Castrol USA - Brake Fluid <-- this castrol stuff is the highest rated wet and dry DOT4 I can find locally. I used about 4 quarts to flush my 4.5 year old OEM fluid out. and another quart a few months ago (after a winter). this made a huge difference in it self!
you have a 2nd gen. Did you do a disk brake conversion on the rear? Are you considering this? EGR has a kit to do that. and I hear EGR brakes do well as well.
EGR Performance Brakes, brakes for Dodge, Ford, Chevy, GMC, Tahoe, Yukon, Excursion, Dakota, Durango or whatever you drive.

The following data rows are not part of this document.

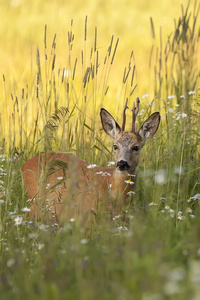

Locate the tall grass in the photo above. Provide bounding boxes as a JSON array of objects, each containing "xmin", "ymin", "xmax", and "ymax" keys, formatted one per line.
[{"xmin": 0, "ymin": 1, "xmax": 200, "ymax": 300}]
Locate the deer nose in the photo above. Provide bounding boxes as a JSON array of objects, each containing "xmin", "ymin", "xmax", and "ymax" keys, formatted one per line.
[{"xmin": 117, "ymin": 160, "xmax": 130, "ymax": 171}]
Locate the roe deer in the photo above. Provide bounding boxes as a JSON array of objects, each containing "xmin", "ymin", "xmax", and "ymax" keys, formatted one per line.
[{"xmin": 22, "ymin": 98, "xmax": 160, "ymax": 223}]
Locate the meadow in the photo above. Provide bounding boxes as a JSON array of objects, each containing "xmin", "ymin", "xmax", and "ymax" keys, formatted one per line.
[{"xmin": 0, "ymin": 0, "xmax": 200, "ymax": 300}]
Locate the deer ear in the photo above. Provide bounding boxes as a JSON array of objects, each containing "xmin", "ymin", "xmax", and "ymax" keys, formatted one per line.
[
  {"xmin": 100, "ymin": 108, "xmax": 121, "ymax": 139},
  {"xmin": 138, "ymin": 112, "xmax": 160, "ymax": 142}
]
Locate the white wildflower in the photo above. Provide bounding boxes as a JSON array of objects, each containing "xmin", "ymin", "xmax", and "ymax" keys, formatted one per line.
[
  {"xmin": 181, "ymin": 113, "xmax": 187, "ymax": 119},
  {"xmin": 69, "ymin": 218, "xmax": 75, "ymax": 222},
  {"xmin": 148, "ymin": 201, "xmax": 158, "ymax": 206},
  {"xmin": 7, "ymin": 258, "xmax": 15, "ymax": 268},
  {"xmin": 154, "ymin": 169, "xmax": 167, "ymax": 184},
  {"xmin": 127, "ymin": 173, "xmax": 136, "ymax": 177},
  {"xmin": 188, "ymin": 91, "xmax": 195, "ymax": 95},
  {"xmin": 167, "ymin": 95, "xmax": 176, "ymax": 100},
  {"xmin": 107, "ymin": 161, "xmax": 115, "ymax": 167},
  {"xmin": 80, "ymin": 239, "xmax": 88, "ymax": 245},
  {"xmin": 38, "ymin": 244, "xmax": 44, "ymax": 250},
  {"xmin": 127, "ymin": 191, "xmax": 135, "ymax": 196},
  {"xmin": 177, "ymin": 211, "xmax": 184, "ymax": 220},
  {"xmin": 101, "ymin": 172, "xmax": 111, "ymax": 176},
  {"xmin": 187, "ymin": 207, "xmax": 192, "ymax": 213},
  {"xmin": 141, "ymin": 94, "xmax": 149, "ymax": 99},
  {"xmin": 124, "ymin": 179, "xmax": 135, "ymax": 185},
  {"xmin": 174, "ymin": 166, "xmax": 185, "ymax": 175},
  {"xmin": 14, "ymin": 216, "xmax": 22, "ymax": 226},
  {"xmin": 87, "ymin": 164, "xmax": 97, "ymax": 169},
  {"xmin": 22, "ymin": 207, "xmax": 31, "ymax": 212}
]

They (EBC) do have their limits in the amount of "stop". For example, if you hammer on them at 130mph, you will get about 1/2 peddle travel to effect the rate of stoppage, if you need more, you will press further and get zero reaction outa the EBC's.... Not sure if that's the limit of the pad/rotor or the fluid heating up and the OEM lines expanding on me. One of these days I'm going to upgrade the lines.
I do run the slotted rotors with yellow pads up front and green in the back. Next time I'll go for the drilled and slotted. Last weekend I managed to "discolor" them a little. Still work as good as the day they where new.
I believe K. Frog assured me that the yellow stuff pads would bite good in the winter, and he's 100% right, no "warming up the brakes" are needed.
If you decide to choose another manufacture for parts and opt for a drilled set, Make damn sure the drilled holes do not intercept any of the "fins" between both sides of the brake rotor. I've seen a few threads and images where when they do the drilling process they compromise the integrity of the brake by drilling though these fins. Also, non EBC drilled and slotted rotors have been know to crack and fail. Do not compromise on this part, I'm sure you know this. However, make sure you do you research if you wish to save a few dollars.